Elle le regarda remonter péniblement l’allée jusqu’à la grille. Leveret lui ouvrit la portière de la voiture et Jericho en profita pour se retourner et la saluer. Elle aussi lui adressa un geste de la main et le vit prendre place avec raideur à l’arrière de l’auto. La portière claqua, Hester laissa retomber sa main.

Elle resta là plusieurs minutes encore, longtemps après que la grande voiture noire se fut éloignée, puis elle remit son chapeau et retourna dans l’église.

2

« J’allais oublier, fit Wigram au moment où la voiture s’engageait dans la descente. Je vous ai acheté le journal. Pour le voyage. »

Il ouvrit sa serviette, en sortit un exemplaire du Times, l’ouvrit à la troisième page et le tendit à Jericho. L’article consistait en cinq paragraphes seulement, flanqué d’une illustration représentant un bus de Londres et un appel à la Poor Clergy Relief Corporation :

OFFICIERS POLONAIS
DISPARUS
ALLÉGATIONS ALLEMANDES

Le ministre polonais de la Défense nationale, le lieutenant général Marjan Kukiel, a fait une déclaration concernant quelque 8 000 officiers polonais disparus après avoir été libérés des camps de prisonniers soviétiques au printemps 1940. Étant donné certaines allégations allemandes selon lesquelles on aurait retrouvé le corps de plusieurs milliers d’officiers polonais près de Smolensk et que ceux-ci auraient été assassinés par les Russes, le gouvernement polonais a décidé de demander à la Croix-Rouge internationale d’ouvrir une enquête…

« J’aime tout particulièrement l’expression “libérés des camps de prisonniers soviétiques”, fit Wigram, pas vous ?

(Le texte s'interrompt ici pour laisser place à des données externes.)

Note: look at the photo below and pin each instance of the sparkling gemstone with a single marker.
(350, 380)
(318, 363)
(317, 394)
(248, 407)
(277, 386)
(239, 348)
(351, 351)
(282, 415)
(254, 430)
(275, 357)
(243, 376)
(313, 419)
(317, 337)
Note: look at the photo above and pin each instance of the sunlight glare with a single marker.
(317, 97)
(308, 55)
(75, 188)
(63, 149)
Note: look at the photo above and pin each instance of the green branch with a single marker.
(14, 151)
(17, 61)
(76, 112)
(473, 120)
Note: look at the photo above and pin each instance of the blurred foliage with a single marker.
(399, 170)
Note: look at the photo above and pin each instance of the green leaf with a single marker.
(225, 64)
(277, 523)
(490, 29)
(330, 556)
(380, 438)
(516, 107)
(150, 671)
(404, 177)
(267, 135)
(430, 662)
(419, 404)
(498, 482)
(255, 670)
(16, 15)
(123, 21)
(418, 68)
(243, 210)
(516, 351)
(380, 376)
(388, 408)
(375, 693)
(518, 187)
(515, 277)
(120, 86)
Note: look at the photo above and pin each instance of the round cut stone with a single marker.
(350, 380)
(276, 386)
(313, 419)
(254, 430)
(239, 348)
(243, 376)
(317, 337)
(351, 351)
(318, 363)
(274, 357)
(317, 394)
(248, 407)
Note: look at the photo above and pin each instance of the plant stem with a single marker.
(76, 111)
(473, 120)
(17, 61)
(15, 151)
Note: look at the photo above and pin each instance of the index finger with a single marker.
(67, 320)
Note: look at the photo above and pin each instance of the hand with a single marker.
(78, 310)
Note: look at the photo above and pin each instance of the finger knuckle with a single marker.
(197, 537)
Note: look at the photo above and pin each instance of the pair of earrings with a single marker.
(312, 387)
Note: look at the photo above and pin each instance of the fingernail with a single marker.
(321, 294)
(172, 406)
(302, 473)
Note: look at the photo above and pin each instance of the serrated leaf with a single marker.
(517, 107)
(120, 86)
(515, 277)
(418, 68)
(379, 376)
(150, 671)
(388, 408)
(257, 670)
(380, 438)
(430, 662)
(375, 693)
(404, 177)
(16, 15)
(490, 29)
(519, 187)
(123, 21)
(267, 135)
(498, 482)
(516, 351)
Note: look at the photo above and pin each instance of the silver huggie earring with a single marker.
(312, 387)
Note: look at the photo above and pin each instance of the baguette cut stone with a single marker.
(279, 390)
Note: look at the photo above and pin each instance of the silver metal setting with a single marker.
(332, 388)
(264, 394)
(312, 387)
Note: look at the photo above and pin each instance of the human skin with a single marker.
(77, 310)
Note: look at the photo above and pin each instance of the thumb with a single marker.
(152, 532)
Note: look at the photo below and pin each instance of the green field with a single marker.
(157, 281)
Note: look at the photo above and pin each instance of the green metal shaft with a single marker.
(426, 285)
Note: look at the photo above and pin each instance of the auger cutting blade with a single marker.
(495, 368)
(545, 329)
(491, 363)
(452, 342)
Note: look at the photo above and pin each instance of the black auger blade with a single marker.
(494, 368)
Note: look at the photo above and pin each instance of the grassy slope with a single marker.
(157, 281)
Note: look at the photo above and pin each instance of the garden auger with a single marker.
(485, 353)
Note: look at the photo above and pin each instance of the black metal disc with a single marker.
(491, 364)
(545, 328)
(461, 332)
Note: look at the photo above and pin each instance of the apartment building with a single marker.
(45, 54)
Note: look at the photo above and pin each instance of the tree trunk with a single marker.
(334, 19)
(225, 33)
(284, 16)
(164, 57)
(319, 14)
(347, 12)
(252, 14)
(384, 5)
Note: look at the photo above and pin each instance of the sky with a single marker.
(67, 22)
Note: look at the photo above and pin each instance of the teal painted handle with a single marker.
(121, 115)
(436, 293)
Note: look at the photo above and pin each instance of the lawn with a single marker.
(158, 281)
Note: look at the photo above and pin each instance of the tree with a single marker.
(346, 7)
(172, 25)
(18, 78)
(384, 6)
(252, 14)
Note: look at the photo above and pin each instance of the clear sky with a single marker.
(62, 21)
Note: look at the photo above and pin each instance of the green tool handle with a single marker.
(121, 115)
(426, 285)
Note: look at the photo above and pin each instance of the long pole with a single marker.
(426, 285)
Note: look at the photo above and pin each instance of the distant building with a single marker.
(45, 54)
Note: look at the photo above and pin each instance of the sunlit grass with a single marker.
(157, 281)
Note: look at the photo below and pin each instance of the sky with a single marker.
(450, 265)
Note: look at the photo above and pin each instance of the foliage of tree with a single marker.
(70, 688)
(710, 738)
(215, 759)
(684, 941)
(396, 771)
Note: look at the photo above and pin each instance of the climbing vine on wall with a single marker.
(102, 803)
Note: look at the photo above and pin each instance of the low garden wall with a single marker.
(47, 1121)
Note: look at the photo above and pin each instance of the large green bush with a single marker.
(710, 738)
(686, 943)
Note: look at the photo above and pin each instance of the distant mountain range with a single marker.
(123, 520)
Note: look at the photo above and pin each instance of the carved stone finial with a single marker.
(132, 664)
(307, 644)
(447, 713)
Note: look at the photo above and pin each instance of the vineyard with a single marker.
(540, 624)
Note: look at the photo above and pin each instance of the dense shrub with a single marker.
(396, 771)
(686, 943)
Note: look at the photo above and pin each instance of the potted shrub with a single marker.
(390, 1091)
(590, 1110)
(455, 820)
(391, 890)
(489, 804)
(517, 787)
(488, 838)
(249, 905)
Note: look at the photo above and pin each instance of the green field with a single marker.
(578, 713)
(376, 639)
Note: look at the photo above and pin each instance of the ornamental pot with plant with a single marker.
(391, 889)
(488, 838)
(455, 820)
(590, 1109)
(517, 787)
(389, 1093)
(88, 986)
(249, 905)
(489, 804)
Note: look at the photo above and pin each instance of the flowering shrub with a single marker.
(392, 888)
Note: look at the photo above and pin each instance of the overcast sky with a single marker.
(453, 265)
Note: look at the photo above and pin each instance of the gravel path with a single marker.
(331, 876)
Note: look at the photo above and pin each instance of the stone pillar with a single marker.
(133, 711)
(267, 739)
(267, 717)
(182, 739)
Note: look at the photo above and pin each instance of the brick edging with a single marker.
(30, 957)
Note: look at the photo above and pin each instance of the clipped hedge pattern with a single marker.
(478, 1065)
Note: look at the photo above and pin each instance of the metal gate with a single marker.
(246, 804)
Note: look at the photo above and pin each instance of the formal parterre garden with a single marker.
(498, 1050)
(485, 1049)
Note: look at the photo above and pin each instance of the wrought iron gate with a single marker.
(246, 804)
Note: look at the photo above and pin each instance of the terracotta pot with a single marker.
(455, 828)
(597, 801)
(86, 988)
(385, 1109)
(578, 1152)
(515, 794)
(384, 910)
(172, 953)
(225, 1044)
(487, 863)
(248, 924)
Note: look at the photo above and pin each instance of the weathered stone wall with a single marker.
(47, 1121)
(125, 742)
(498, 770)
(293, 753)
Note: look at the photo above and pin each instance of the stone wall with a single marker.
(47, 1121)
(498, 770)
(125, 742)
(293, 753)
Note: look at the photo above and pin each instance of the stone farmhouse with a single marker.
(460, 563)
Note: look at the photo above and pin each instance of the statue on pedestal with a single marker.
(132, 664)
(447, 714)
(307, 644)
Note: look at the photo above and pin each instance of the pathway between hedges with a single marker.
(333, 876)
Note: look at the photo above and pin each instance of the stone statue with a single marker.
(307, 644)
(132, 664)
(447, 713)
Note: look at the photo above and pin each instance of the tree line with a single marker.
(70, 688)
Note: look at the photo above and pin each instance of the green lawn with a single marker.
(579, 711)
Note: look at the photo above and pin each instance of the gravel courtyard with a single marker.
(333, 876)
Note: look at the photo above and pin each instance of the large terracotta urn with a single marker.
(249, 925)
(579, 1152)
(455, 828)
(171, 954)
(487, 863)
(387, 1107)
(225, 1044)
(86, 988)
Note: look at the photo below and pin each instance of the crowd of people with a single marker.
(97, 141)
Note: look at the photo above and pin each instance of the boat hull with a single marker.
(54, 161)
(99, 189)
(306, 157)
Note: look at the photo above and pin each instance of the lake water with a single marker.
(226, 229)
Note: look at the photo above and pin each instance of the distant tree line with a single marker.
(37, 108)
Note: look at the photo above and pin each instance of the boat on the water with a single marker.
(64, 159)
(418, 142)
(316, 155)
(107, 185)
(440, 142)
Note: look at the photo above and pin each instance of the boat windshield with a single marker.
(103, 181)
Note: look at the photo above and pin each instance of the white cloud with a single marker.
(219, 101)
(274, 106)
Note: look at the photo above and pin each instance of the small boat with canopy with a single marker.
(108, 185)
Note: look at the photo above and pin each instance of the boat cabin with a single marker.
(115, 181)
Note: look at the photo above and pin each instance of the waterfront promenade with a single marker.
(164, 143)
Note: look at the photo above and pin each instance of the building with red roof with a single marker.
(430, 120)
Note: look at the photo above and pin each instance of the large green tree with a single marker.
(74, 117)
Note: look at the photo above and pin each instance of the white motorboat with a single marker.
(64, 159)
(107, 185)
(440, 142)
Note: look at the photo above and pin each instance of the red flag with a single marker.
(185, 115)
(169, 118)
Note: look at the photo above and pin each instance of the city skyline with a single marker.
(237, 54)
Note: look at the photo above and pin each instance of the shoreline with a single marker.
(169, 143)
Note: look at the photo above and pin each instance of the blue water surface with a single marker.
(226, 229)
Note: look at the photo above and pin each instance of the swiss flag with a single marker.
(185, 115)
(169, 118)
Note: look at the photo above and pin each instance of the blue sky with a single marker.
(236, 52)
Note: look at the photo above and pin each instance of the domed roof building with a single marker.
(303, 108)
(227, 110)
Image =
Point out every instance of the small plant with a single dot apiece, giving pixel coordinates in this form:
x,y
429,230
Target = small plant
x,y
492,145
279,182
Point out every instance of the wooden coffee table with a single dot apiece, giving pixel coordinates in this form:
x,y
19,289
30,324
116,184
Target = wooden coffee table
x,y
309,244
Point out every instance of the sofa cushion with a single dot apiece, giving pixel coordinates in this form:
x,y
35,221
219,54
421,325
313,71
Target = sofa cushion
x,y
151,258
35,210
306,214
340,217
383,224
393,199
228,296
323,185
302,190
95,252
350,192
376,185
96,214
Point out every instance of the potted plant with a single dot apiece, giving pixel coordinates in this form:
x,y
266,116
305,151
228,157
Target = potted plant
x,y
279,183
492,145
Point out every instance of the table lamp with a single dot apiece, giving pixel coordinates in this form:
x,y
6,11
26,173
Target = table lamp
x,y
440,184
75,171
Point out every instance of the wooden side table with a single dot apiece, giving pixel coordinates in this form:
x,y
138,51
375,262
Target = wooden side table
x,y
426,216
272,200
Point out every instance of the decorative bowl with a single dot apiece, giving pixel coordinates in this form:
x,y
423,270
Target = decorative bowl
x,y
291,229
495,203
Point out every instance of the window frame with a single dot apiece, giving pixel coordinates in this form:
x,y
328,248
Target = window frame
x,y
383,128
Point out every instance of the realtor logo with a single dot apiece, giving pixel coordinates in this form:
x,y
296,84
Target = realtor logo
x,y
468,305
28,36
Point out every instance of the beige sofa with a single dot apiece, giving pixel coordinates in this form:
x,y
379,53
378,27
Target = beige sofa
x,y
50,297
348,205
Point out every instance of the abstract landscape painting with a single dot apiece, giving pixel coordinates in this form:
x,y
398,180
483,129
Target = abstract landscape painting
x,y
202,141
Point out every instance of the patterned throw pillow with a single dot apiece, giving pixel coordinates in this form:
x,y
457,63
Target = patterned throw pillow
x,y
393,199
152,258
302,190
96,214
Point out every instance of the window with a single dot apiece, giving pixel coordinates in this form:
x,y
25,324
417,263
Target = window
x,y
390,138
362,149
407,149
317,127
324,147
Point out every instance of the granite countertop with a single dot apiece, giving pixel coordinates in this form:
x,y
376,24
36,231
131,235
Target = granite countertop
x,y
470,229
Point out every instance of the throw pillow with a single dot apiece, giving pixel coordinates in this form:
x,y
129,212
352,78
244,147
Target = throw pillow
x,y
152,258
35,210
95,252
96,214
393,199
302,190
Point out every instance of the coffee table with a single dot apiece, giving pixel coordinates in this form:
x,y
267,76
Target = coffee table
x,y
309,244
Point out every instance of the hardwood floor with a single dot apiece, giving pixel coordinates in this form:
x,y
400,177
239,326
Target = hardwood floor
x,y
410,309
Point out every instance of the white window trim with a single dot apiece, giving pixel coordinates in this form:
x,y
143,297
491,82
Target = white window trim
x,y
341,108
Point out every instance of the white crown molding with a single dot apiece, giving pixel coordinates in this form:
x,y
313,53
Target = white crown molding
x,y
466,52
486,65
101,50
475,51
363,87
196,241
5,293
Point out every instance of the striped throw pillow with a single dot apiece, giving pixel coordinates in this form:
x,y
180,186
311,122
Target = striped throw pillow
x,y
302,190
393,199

— C’est une façon de présenter les choses, j’imagine. » Jericho voulut lui rendre le journal, mais Wigram le repoussa.

« Gardez-le. En souvenir.

— Merci. » Jericho plia le journal et le fourra dans sa poche puis se tourna résolument vers la fenêtre afin de couper court à plus ample conversation. Il en avait assez de Wigram et de ses mensonges. Lorsqu’ils passèrent pour la dernière fois sous le pont de chemin de fer noirci, il effleura subrepticement sa joue et regretta soudain de n’avoir pu emmener Hester avec lui pour le dernier acte.